Prepares input image tensors for the model.

Types

classes()

@type classes() :: %{required(integer()) => String.t()}

detected_object()

@type detected_object() :: %{
  bbox: %{cx: integer(), cy: integer(), w: integer(), h: integer()},
  class: String.t(),
  class_idx: integer(),
  prob: float()
}

shape()

@type shape() :: {integer(), integer()}

t()

@type t() :: %YOLO.Model{
  classes: classes() | nil,
  model_data: term() | nil,
  model_impl: module(),
  ref: term(),
  shapes: %{required(:input | :output) => tuple()}
}

Callbacks

init(model, options)

@callback init(model :: t(), options :: Keyword.t()) :: t()

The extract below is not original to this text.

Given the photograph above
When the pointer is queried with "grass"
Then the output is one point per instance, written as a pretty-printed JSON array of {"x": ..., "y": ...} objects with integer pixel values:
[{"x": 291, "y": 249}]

Initialize the model. This is called when the model is loaded. It's the place where you can, for example, generate and store in model_data things like grids and expanded strides that will be used later in other callbacks.

Parameters

  • model
  • options : options passed to YOLO.load/2

Returns

postprocess(model, model_output, scaling_config, options)

@callback postprocess(
  model :: t(),
  model_output :: Nx.Tensor.t(),
  scaling_config :: YOLO.FrameScalers.ScalingConfig.t(),
  options :: Keyword.t()
) :: [[float()]]

Post-processes the model's raw output to produce a list of detected objects.

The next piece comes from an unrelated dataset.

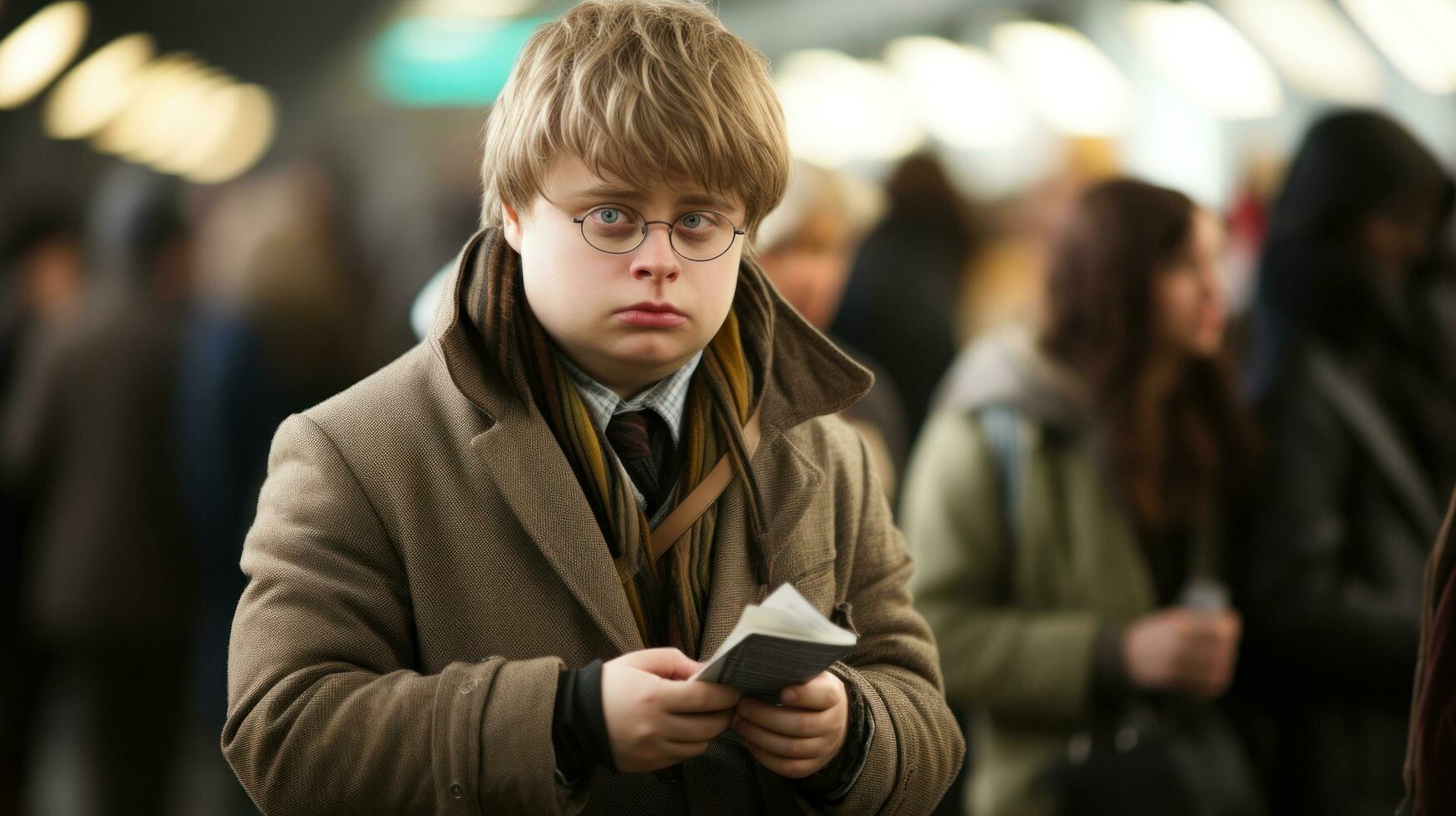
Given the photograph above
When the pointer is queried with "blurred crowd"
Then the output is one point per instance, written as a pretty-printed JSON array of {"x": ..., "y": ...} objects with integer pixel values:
[{"x": 1171, "y": 475}]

The raw output from the model is a tensor containing bounding box coordinates and class probabilities for each candidate detection.

For example, YOLOv8 outputs a {1, 84, 8400} tensor where:

  • 84 represents 4 bbox coordinates + 80 class probabilities
  • 8400 represents the number of candidate detections

Returns a list of detections where each detection is a list of 6 elements:

[cx, cy, w, h, prob, class_idx]

where:

  • cx, cy: center x,y coordinates of bounding box
  • w, h: width and height of bounding box
  • prob: detection probability
  • class_idx: class index

The implementation should:

  1. Filter low probability detections
  2. Apply non-maximum suppression (NMS) to remove overlapping boxes
  3. Scale back the coordinates using the scaling_config and YOLO.FrameScaler module, since the detections are based on the model's input resolution rather than the original image size

See YOLO.Models.YoloV8.postprocess/4 for a reference implementation.

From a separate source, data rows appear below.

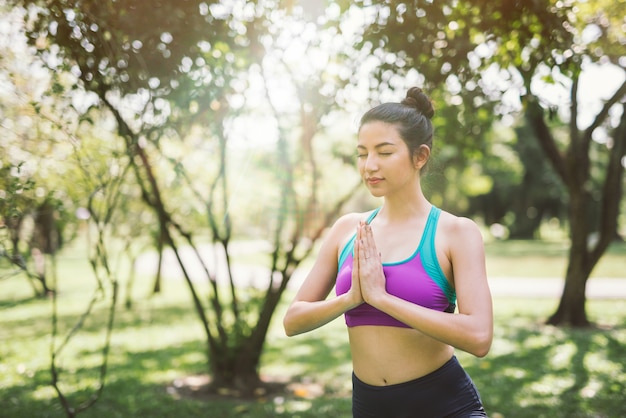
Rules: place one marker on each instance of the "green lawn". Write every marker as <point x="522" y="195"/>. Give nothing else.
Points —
<point x="532" y="370"/>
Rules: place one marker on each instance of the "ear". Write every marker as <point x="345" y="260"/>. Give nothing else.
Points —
<point x="421" y="156"/>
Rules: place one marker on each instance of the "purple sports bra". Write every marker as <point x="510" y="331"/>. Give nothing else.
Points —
<point x="418" y="279"/>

preprocess(model, image, options)

@callback preprocess(model :: t(), image :: term(), options :: Keyword.t()) ::
  {Nx.Tensor.t(), YOLO.FrameScalers.ScalingConfig.t()}

Prepares input image tensors for the model.

Parameters

  • model - The YOLO.Model struct containing model information
  • image - Input image in implementation's native format (e.g. Evision.Mat)
  • options - Keyword list of options:
    • :frame_scaler - Module implementing YOLO.FrameScaler behaviour (required)

Returns

  • {input_tensor, scaling_config} tuple where:
    • input_tensor is the preprocessed Nx tensor ready for model input, where shape is {1, channels, height, width}
    • scaling_config contains scaling/padding info for postprocessing

Look at the YOLO.Models.YoloV8.preprocess/3 implementation to see how this callback is implemented.